Feeding Tubes: Families Struggle With Decision
Posted on Saturday, November 24th, 2012 at 3:12 pm by Life Matters Media
Many families caring for seniors with advanced neurological disease face this dilemma: prolong their loved one’s life by artificial means via a feeding tube or stop feeding them altogether. Lisa Krieger’s new feature for Mercury News focuses on the billion-dollar feeding tube business and why some families regret their decision to opt for artificial nutrition.
One-third of nursing home residents suffering from dementia receive tube feedings, contributing to the $1.64 billion industry. However, some families and physicians insist the value of feeding tubes is overrated, since they provide little medical benefit and increase pain for those suffering from progressive neurological disease.
“The number of nursing home residents with advanced dementia who get feeding tubes each year varies widely across states,” Krieger reports. The only comprehensive study on the matter found the average rate of use nationwide was 54 per 1,000 people.
Racial minorities are also more likely to opt for artificial tubes than whites. Life Matters Media previously reported that blacks are twice as likely than others to choose aggressive end of life treatments.

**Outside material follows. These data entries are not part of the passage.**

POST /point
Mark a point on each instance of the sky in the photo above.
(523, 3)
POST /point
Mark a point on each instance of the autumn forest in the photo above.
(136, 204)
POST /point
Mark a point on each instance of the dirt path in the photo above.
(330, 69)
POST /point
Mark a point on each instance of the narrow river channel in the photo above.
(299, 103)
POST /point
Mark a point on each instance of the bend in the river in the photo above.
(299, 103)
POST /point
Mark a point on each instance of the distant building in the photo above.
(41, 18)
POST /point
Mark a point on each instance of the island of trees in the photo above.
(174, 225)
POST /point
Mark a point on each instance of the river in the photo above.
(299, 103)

As medical costs continue to rise and the baby boomer population ages, views on artificial nutrition may be changing. “Decades after the tube achieved widespread use for people with irreversible dementia, some families are beginning to say no to them, as emerging research shows that artificial feeding prolongs, complicates and isolates dying,” Krieger writes.
For example, a 1999 study by Dr. Thomas Finucane of Johns Hopkins Medical Center found no evidence that feeding tubes prolong the lives of demented nursing home patients. They also didn’t prevent pneumonia or improve comfort.
Finucane’s analysis asserts: “We found no data to suggest that tube feeding improves any of these clinically important outcomes and some data to suggest that it does not… risks are substantial. The widespread practice of tube feeding should be carefully reconsidered…”
Most families, however, are accustomed to caring for their sick by feeding them, a reason why the decision to opt for or against artificial nutrition is especially emotional. “Food is how we comfort those we love; when all other forms of communication have vanished, feeding remains a final act of devotion,” Krieger writes.
Sometimes a terminally ill individual may not feel pain when a feeding tube is first inserted in the stomach. As the illness progresses and pain begins to get more intense, removing the tube becomes a moral debate. This quandary often comes as another surprise for families.
“It is amazing how long you can keep someone alive,” said Dr. Leslie Foote, medical director of Windsor Gardens Rehabilitation Center in California. “But we sure aren’t doing them any great favors.”
Despite some change in public opinion, families may not have the choice to reject feeding tubes. The fallout from the controversial 2005 Terri Schiavo case led the Catholic Church to order doctors at its hospitals to ignore patients’ advanced directives- even if they do not want artificial feeding. Catholic hospitals may mandate artificial nourishment.
In 2009, the U.S. Conference of Catholic Bishops issued the directive to more than 1,000 Catholic hospitals and nursing homes, as well as to all Catholic doctors.
“People with end stage dementia still possess human dignity. And that dignity must be respected,” said Vice- President of Corporate Ethics at Catholic Daughters of Charity Health System Gerald Coleman. Krieger insists that tube feeding constitutes ordinary care at Catholic hospitals.